Science

Hobo woman: So if you stand with one foot on Venus, and one on Mars, it is possible to move earth with a hockey stick.

Eriberto’s
Phoenix, Arizona

Overheard by: Drew

Teen girl #1: Omigawd, I just realized. If we borrowed five dollars from like twenty people, we'd have eighty dollars!
Teen girl #2: Haha, yeah! Wait. (long pause) Yeah, like eighty dollars!

St Louis, Missouri

Overheard by: Had hope for a second, there

Get Off That Muffin for a Sec.

Guy #1, smashing grapes: I'm making wine.
Guy #2: That's not how you make wine.
Guy #3: Yeah, you need yeast. Hey, Melissa, come here.

Maryland

Girl to friend: And then this guy, I can't remember his name, he was like “hey, you want some cake?” But I've read his blog and he believes in creationism, so I was like “no, thanks.”

Christchurch
New Zealand

Girl: I basically touched his dick, through the transitive property.

Northbrok, Illinois

Overheard by: Jake

Guy at computer: It’s this whole thing with the penguins, man…
Friend: Yeah, I know.

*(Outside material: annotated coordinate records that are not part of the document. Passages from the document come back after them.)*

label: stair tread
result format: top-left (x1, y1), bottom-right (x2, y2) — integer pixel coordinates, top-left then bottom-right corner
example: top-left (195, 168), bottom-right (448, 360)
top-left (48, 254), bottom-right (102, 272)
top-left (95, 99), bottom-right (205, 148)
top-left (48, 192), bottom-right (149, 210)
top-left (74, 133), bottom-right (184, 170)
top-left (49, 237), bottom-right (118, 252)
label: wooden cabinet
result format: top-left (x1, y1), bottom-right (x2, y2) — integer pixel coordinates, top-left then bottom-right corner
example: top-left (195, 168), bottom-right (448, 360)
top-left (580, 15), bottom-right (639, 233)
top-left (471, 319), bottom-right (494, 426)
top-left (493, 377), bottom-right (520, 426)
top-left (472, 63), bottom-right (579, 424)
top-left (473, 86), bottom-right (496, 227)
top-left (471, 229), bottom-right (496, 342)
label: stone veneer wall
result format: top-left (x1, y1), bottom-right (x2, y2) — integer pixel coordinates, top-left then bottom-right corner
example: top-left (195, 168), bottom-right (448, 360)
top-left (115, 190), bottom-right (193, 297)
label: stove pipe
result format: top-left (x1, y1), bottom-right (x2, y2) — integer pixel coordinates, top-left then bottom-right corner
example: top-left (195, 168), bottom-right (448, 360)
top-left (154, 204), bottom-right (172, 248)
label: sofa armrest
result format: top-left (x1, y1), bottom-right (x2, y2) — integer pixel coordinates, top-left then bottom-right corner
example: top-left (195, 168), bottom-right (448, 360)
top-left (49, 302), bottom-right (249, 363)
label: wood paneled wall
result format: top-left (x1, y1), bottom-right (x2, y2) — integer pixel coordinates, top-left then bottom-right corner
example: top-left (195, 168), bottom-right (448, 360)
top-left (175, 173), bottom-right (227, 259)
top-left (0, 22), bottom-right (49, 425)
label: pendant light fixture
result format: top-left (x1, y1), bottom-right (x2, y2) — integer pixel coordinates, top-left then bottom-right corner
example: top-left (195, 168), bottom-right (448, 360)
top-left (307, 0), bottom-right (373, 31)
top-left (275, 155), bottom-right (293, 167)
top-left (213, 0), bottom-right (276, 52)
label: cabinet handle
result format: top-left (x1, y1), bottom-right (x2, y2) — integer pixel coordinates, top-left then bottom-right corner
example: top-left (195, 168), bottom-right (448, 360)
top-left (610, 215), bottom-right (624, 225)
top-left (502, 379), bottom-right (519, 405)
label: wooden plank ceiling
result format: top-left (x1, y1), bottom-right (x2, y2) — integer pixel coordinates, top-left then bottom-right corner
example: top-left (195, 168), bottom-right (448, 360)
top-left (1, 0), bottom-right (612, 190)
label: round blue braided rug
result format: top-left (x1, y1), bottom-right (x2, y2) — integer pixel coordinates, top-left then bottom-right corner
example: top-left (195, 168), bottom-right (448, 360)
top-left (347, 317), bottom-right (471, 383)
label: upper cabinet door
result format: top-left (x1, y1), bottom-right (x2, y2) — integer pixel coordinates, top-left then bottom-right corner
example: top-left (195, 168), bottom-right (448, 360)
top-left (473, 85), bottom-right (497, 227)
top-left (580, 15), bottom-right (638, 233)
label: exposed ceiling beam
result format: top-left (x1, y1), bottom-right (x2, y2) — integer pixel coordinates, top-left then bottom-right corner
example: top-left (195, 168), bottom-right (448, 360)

It’ll work itself out, though.

Monash University
Melbourne
Australia

Overheard by: Timothy

Girl: Wow! Einstein was like really smart!

Astronomy Class
UCSC, California

Overheard by: Eric

Guy, crying: Ahhh! I just had sex with Stephen Hawking right up here, in my head!

Starbucks
Biloxi, Mississippi

Biology teacher: [badly draws a woman singing into a microphone, which looks suspiciously like a woman about to give head] If you take this, for example…
[class laughs]Biology teacher: [steps away from board and sees what class is laughing about] Uh…[erases drawing]… We’re just not going to draw today.

Connecticut

Guy to friend: If one person is about 1.5 meters tall, two people would be three hundred meters.